Commissioner well-armed to deflect flak
Observers may have expected fireworks at yesterday's public meeting between the Policing Authority and Garda management, but what they got was a bit of a damp squib.
The expectations that sparks would fly had arisen when Josephine Feehily, the chairperson of the authority, surprised everyone - especially the Garda management themselves- when she fired a shot across their bows in a strongly worded statement last month.
Following a private, four-hour meeting with the Commissioner, Nóirín O'Sullivan, she said the authority was dismayed at the familiarity of performance failures and expressed deep unease at the "organisation and management culture" in An Garda Síochána.
But yesterday, the Commissioner came well armed herself, firing off a fusillade of charming and fluffy rhetoric to fend off any stern criticism from the Policing Authority.
Ms O'Sullivan and her inner circle of senior officers swamped their inquisitors with a range of promised and aspirational reforms. It left one wondering if her management team actually get around to investigating crime these days.
The meeting, the first of two to be held in public this month, specifically examined issues raised in the O'Higgins report with regard to victims of crime, the Garda-protected disclosure policy and the culture of the force.
Ms O'Sullivan and her acolytes staged a very polished performance which seemed to have been well-rehearsed.
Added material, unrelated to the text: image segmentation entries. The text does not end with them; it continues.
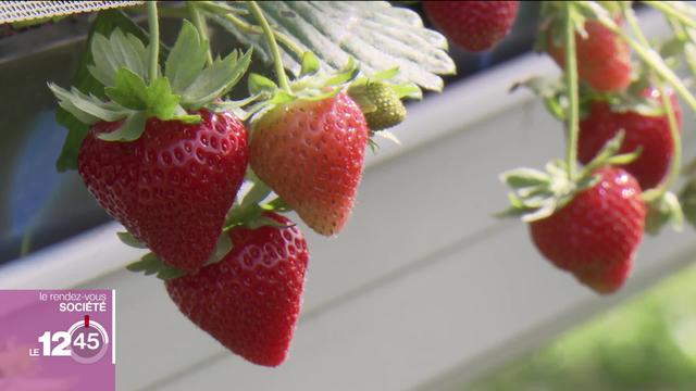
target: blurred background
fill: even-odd
[[[60,285],[73,258],[121,267],[134,257],[77,174],[54,166],[65,130],[46,83],[70,84],[88,18],[0,29],[0,288],[41,286],[55,270]],[[606,299],[543,261],[521,224],[490,217],[505,204],[497,173],[560,151],[560,125],[537,101],[506,91],[556,70],[531,53],[537,18],[538,2],[521,2],[494,51],[453,49],[458,75],[444,93],[409,104],[395,130],[405,146],[368,167],[346,232],[330,242],[309,236],[303,315],[276,371],[221,351],[157,281],[114,267],[65,282],[119,290],[119,389],[216,389],[229,376],[250,390],[696,389],[692,231],[646,239],[632,282]],[[165,23],[164,36],[176,27]],[[103,227],[109,239],[95,234]],[[99,251],[65,245],[77,242]]]

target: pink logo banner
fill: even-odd
[[[0,390],[115,391],[115,291],[0,290]]]

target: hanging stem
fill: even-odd
[[[157,1],[148,1],[148,29],[150,30],[150,53],[148,78],[152,83],[158,76],[158,61],[160,58],[160,21],[157,15]]]
[[[643,34],[641,26],[638,25],[638,21],[635,17],[635,13],[627,5],[622,5],[623,17],[629,23],[633,35],[636,37],[638,42],[646,48],[650,48],[650,43],[647,38]],[[662,100],[662,108],[667,113],[667,121],[670,129],[670,137],[672,139],[672,144],[674,149],[674,155],[672,156],[672,161],[670,162],[669,172],[667,174],[667,178],[656,188],[649,189],[644,192],[644,201],[652,202],[655,200],[659,200],[662,194],[674,184],[674,181],[679,178],[680,164],[682,161],[682,135],[679,133],[679,125],[676,124],[676,116],[674,114],[674,106],[672,105],[672,100],[667,94],[667,89],[663,86],[662,80],[658,83],[658,89],[660,91],[660,98]]]
[[[577,121],[579,121],[579,96],[577,96],[577,60],[575,58],[575,28],[573,24],[573,4],[566,3],[566,84],[568,86],[568,115],[566,116],[566,165],[568,178],[573,179],[577,160]]]
[[[224,7],[217,5],[210,1],[199,1],[198,3],[200,4],[201,8],[206,9],[207,11],[212,12],[215,15],[219,15],[227,20],[229,23],[235,25],[235,27],[237,27],[241,33],[263,34],[263,28],[261,28],[260,26],[247,23],[245,20],[237,17],[234,13],[229,12],[229,10],[225,9]],[[291,51],[293,54],[298,60],[302,59],[302,54],[304,54],[304,51],[300,49],[300,47],[298,47],[297,43],[295,43],[295,41],[293,41],[290,37],[276,30],[273,30],[273,35],[275,36],[275,39],[277,40],[277,42],[286,47],[289,51]]]
[[[194,22],[194,26],[196,26],[198,35],[200,35],[200,38],[207,42],[208,48],[206,50],[206,62],[208,65],[212,65],[213,54],[210,52],[210,40],[208,39],[208,25],[206,24],[206,17],[198,11],[196,2],[187,1],[186,8],[188,9],[188,13],[191,15],[191,22]]]
[[[667,121],[670,125],[670,136],[672,137],[672,143],[674,147],[674,154],[670,162],[670,171],[667,174],[667,179],[664,179],[661,186],[663,193],[679,178],[680,165],[682,162],[682,135],[679,131],[679,124],[676,123],[676,115],[674,114],[672,99],[667,94],[667,89],[663,86],[660,86],[660,97],[662,97],[662,105],[667,111]]]
[[[278,45],[275,41],[275,35],[269,26],[269,22],[263,16],[263,12],[259,8],[256,1],[248,1],[247,5],[249,7],[249,11],[259,22],[261,28],[263,29],[263,36],[265,37],[265,41],[269,43],[269,49],[271,50],[271,55],[273,56],[273,63],[275,65],[275,75],[278,79],[278,85],[281,88],[287,92],[290,92],[290,84],[287,79],[287,75],[285,74],[285,67],[283,66],[283,61],[281,60],[281,50],[278,49]]]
The Policing Authority is very much in its nascent stage but it was still obvious from the courteous exchanges that the members are determined to dissect genuine fact from mere managerial waffle.
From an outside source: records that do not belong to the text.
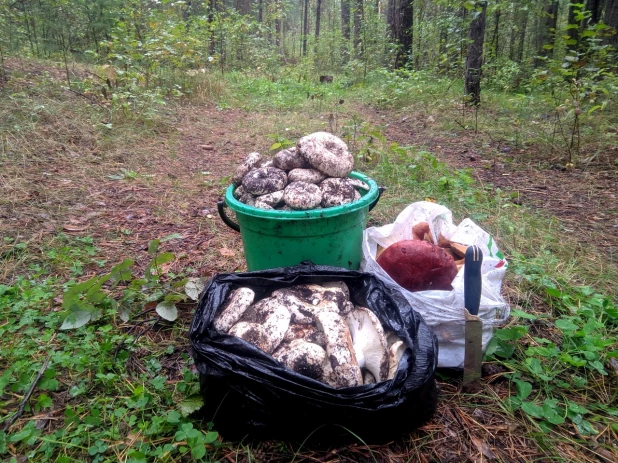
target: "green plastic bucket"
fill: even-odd
[[[380,199],[375,181],[358,172],[350,177],[370,187],[361,199],[343,206],[310,211],[265,210],[234,198],[234,185],[218,203],[221,219],[240,231],[249,271],[288,267],[310,260],[314,264],[357,270],[363,256],[363,230],[368,212]],[[236,213],[238,223],[225,213]]]

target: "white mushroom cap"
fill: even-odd
[[[232,325],[240,320],[245,310],[253,304],[254,298],[255,293],[249,288],[238,288],[232,291],[228,295],[225,305],[217,311],[213,321],[215,329],[227,333]]]
[[[287,368],[309,378],[321,379],[324,374],[326,351],[304,339],[294,339],[289,344],[280,345],[273,357]]]
[[[316,300],[315,304],[307,302],[293,292],[293,288],[282,288],[273,292],[273,297],[277,298],[284,305],[292,316],[293,323],[310,325],[315,321],[315,315],[319,312],[339,312],[336,303],[332,301]]]
[[[403,353],[406,350],[406,344],[403,341],[397,341],[388,349],[388,377],[386,379],[393,379],[397,373],[399,367],[399,360],[403,357]]]
[[[366,369],[363,369],[363,384],[375,384],[377,383],[375,376]]]
[[[363,377],[345,320],[335,312],[320,312],[316,322],[326,338],[324,382],[336,388],[362,384]]]
[[[369,370],[376,381],[388,376],[386,336],[378,317],[365,307],[356,307],[346,316],[358,365]]]

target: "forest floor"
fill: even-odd
[[[49,69],[29,69],[25,85],[28,73],[42,72]],[[80,95],[66,95],[67,108],[83,103]],[[618,176],[611,167],[615,166],[618,149],[604,153],[611,158],[599,158],[585,168],[540,170],[538,164],[527,162],[534,159],[534,153],[522,152],[524,162],[505,163],[499,155],[486,159],[477,153],[478,137],[473,132],[457,138],[445,136],[427,124],[423,115],[411,122],[392,111],[357,109],[368,119],[386,122],[389,140],[425,147],[454,169],[473,169],[480,184],[512,190],[517,193],[513,197],[516,204],[538,209],[548,220],[557,217],[565,230],[579,237],[582,246],[600,248],[610,266],[618,262]],[[181,273],[190,268],[190,276],[207,278],[219,272],[245,270],[240,235],[219,219],[216,203],[228,177],[246,154],[265,151],[272,143],[262,130],[265,116],[220,110],[212,104],[168,111],[168,119],[174,122],[136,126],[135,130],[142,133],[139,138],[128,130],[123,134],[124,143],[118,143],[116,137],[108,144],[96,140],[91,127],[69,109],[63,114],[39,113],[37,139],[17,140],[19,132],[14,132],[13,140],[5,140],[9,157],[12,142],[26,146],[29,156],[3,162],[0,235],[27,243],[30,249],[38,250],[39,258],[61,240],[60,233],[88,236],[98,248],[96,257],[105,261],[103,267],[130,257],[143,270],[149,240],[179,234],[180,238],[165,243],[164,250],[176,256],[166,264],[167,272]],[[318,130],[323,125],[318,118],[310,121],[308,128]],[[291,134],[290,138],[298,135]],[[500,145],[495,152],[514,149]],[[65,263],[67,274],[69,261],[67,258]],[[7,261],[0,270],[0,282],[12,281],[31,263],[19,258]],[[92,275],[100,269],[91,263],[83,268],[83,274]],[[59,310],[60,304],[57,298],[52,309]],[[193,308],[187,305],[181,310],[184,323],[190,321]],[[153,330],[146,337],[157,342],[161,333]],[[189,353],[188,342],[181,344]],[[176,365],[166,365],[170,377],[178,376],[185,366],[180,355],[175,358]],[[139,363],[139,359],[133,360]],[[434,418],[405,440],[386,446],[357,444],[328,452],[302,451],[296,461],[370,461],[367,448],[380,462],[543,461],[546,453],[533,439],[523,437],[521,424],[492,408],[494,397],[509,393],[501,370],[488,370],[484,383],[484,393],[463,395],[456,381],[440,380],[441,395]],[[61,413],[62,404],[55,407]],[[282,461],[279,445],[264,443],[254,457],[263,462]],[[559,453],[565,460],[616,461],[612,460],[615,454],[603,449],[564,442],[557,445],[563,446]],[[242,448],[230,450],[223,458],[249,461]]]

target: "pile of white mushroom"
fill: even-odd
[[[254,298],[250,288],[232,291],[215,316],[215,329],[332,387],[394,378],[404,342],[385,333],[371,310],[350,302],[345,283],[296,285]]]
[[[365,182],[348,177],[354,157],[343,140],[316,132],[272,159],[250,153],[232,181],[234,197],[260,209],[309,210],[351,203],[369,191]]]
In particular, they repeated their concerns that the continuing issues hanging over the force undermine the good work of the men and women of An Garda Síochána.
And the authority members made it very clear that they want timelines for the implementation of the various reforms.
Traditionally, Garda management is notorious for moving glacially and kicking the can down the road but the one thing we took from yesterday's friendly meeting was that this will be the first reform of the new-look Garda force.
The Commissioner was in particularly friendly mood, referring to "critical friends" and "constructive friends" and described how she was going to move the force from a "risk-averse" culture to a "risk-tolerant" one.
There was plenty of talk from gardaí about transparency and listening and the Commissioner regularly sought refuge behind her new mantra that "dissent is not disloyalty".
Missing from the verbal intercourse was any further mention of what Ms O'Sullivan said about whistleblower Maurice McCabe in public and her instructions to her legal team going into the O'Higgins commission of investigation.
Perhaps it is the case that the authority and the Commissioner have agreed it's time to move on - and forget that minor contradiction.